From: pgsql-general-owner@postgresql.org [mailto:pgsql-general-owner@postgresql.org] On Behalf Of Reid Thompson Sent: Thursday, October 28, 2010 12:57 PM To: steve@subwest.com Cc: Reid Thompson; pgsql-general@postgresql.org Subject: Re: [GENERAL] Full Text Search - Slow on common words
On Thu, 2010-10-28 at 12:08 -0700, sub3 wrote: > Hi, > > I have a small web page set up to search within my domain based on keywords. > One of the queries is: > SELECT page.id ts_rank_cd('{1.0, 1.0, 1.0, 1.0}',contFTI,q) FROM page, > to_tsquery('steve') as q WHERE contFTI @@ q > > My problem is: when someone puts in a commonly seen word, the system slows > down and takes a while because of the large amount of data being returned > (retrieved from the table) & processed by the rand_cd function. > > How does everyone else handle something like this?
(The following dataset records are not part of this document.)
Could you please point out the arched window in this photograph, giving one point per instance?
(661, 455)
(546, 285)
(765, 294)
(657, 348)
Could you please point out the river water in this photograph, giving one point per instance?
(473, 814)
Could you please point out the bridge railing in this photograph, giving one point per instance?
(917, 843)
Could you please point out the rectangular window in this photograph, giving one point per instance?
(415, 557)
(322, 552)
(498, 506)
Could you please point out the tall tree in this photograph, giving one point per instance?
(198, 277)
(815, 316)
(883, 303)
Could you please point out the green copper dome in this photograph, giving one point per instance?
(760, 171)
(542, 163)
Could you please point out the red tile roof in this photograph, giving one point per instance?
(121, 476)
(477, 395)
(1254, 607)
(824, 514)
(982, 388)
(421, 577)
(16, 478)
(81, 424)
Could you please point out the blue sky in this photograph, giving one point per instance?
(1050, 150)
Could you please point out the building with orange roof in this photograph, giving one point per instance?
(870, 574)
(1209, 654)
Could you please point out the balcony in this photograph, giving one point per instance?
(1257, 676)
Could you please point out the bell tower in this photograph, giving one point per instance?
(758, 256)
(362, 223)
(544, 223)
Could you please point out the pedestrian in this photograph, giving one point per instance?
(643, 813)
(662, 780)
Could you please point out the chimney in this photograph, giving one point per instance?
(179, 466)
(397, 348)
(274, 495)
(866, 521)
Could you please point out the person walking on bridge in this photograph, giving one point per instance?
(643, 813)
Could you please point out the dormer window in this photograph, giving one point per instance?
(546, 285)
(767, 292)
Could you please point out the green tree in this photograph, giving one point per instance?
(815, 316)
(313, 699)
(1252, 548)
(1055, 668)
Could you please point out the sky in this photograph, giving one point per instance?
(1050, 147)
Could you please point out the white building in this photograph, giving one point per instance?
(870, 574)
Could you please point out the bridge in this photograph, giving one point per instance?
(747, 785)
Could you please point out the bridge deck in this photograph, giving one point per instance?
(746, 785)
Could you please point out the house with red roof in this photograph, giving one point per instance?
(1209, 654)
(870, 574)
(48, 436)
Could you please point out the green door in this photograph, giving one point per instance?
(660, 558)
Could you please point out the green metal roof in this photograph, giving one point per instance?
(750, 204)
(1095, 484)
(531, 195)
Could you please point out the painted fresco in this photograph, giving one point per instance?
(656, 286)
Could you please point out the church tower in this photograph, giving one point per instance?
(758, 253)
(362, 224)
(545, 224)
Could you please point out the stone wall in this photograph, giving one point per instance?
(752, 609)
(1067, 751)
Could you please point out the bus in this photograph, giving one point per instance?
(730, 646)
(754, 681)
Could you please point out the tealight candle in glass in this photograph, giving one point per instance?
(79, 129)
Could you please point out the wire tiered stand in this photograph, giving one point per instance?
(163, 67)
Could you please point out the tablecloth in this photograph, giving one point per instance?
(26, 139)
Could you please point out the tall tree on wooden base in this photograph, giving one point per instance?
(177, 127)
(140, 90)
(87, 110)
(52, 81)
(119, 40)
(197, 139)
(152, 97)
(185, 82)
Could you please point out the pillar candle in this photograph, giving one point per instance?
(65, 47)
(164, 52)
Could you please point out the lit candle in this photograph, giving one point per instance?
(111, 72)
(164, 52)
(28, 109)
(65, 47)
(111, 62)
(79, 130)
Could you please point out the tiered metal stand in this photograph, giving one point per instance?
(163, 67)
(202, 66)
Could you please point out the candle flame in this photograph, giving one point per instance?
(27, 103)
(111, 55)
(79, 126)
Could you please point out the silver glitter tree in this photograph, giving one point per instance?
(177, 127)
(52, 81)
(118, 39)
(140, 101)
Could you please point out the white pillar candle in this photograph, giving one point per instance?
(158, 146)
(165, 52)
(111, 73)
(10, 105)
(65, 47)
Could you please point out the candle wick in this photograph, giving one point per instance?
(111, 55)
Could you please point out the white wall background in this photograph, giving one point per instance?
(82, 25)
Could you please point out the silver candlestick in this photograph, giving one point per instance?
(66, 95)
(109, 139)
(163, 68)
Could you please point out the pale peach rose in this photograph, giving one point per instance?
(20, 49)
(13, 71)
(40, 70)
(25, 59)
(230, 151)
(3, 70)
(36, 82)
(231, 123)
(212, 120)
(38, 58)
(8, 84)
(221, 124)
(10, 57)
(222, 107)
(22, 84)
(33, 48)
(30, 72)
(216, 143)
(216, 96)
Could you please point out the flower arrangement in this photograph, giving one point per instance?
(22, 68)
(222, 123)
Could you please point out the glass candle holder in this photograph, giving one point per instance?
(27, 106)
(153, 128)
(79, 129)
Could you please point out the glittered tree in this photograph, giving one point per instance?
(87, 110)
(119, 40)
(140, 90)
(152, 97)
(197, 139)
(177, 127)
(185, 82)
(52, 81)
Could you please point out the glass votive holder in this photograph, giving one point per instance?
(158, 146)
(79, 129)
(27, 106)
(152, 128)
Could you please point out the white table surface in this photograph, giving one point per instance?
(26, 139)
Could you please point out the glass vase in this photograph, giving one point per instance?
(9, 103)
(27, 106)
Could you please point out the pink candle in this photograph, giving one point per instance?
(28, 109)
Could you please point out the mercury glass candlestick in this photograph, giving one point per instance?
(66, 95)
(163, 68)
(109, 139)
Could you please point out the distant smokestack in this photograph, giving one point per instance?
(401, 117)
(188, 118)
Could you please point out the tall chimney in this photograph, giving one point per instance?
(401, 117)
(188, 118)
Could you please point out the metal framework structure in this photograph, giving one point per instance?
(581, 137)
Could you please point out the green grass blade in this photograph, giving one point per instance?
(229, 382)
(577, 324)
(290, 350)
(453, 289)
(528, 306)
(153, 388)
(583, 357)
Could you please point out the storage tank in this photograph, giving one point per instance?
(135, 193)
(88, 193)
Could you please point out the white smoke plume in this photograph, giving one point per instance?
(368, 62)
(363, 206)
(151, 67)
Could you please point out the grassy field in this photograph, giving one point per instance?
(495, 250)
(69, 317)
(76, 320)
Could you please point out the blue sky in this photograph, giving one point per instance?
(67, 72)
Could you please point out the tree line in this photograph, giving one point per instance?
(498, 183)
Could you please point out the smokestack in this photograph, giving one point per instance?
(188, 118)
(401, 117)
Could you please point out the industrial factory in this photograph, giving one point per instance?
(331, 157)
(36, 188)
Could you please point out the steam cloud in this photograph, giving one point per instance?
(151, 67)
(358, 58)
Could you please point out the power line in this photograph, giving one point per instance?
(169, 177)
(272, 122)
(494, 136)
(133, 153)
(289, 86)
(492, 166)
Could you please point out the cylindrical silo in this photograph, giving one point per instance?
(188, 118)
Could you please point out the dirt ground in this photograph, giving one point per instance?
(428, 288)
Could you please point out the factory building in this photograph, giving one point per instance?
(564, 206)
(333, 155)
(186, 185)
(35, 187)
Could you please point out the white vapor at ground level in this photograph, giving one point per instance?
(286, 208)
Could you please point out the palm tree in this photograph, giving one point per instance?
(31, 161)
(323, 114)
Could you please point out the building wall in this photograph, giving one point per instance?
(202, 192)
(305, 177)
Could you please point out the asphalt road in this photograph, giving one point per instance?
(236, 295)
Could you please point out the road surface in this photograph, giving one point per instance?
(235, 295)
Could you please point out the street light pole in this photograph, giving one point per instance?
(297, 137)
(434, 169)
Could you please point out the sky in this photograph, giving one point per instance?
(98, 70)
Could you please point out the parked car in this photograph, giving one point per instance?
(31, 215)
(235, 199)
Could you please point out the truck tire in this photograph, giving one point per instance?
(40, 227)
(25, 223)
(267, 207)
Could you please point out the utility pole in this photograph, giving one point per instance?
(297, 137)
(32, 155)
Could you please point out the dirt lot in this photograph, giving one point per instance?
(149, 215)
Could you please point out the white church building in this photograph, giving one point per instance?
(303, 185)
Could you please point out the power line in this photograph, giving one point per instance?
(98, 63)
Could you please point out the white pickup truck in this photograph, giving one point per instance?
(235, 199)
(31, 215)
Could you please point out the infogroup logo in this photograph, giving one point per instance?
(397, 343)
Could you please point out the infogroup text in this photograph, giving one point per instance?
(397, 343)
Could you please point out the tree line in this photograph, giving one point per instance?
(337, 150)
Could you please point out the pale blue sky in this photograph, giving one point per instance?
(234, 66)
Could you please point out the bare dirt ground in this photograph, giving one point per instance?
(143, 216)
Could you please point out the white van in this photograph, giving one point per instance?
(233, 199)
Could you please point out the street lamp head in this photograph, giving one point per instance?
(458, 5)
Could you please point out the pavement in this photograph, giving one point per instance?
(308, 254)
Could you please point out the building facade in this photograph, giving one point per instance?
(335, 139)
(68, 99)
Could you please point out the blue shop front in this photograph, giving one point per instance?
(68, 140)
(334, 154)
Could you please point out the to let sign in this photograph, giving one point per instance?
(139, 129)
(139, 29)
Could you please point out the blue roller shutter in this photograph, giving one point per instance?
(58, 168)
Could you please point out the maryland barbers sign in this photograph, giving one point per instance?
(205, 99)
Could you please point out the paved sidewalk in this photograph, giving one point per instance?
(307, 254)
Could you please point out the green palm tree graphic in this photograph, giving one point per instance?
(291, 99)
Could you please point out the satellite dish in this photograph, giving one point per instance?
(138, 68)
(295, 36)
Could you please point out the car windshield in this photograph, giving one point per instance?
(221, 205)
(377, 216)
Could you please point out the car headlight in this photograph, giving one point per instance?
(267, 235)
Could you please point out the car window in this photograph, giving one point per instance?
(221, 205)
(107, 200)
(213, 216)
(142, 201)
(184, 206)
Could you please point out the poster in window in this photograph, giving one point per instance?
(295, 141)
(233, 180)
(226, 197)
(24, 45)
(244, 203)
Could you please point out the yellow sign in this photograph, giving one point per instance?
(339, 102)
I can only think of 2 > possible solutions: > - change the query to search for the same terms at least twice in the same > document (can I do that?) > - limit any searches to x results before ranking & tell the user their > search criteria is too generic. > > Is there a better solution that I am missing? >
if the keyword is that common, is it really a keyword? Exclude it.
>>
This general idea is called a stopword list. You create a list of words that are so common that searching on them is counter-productive.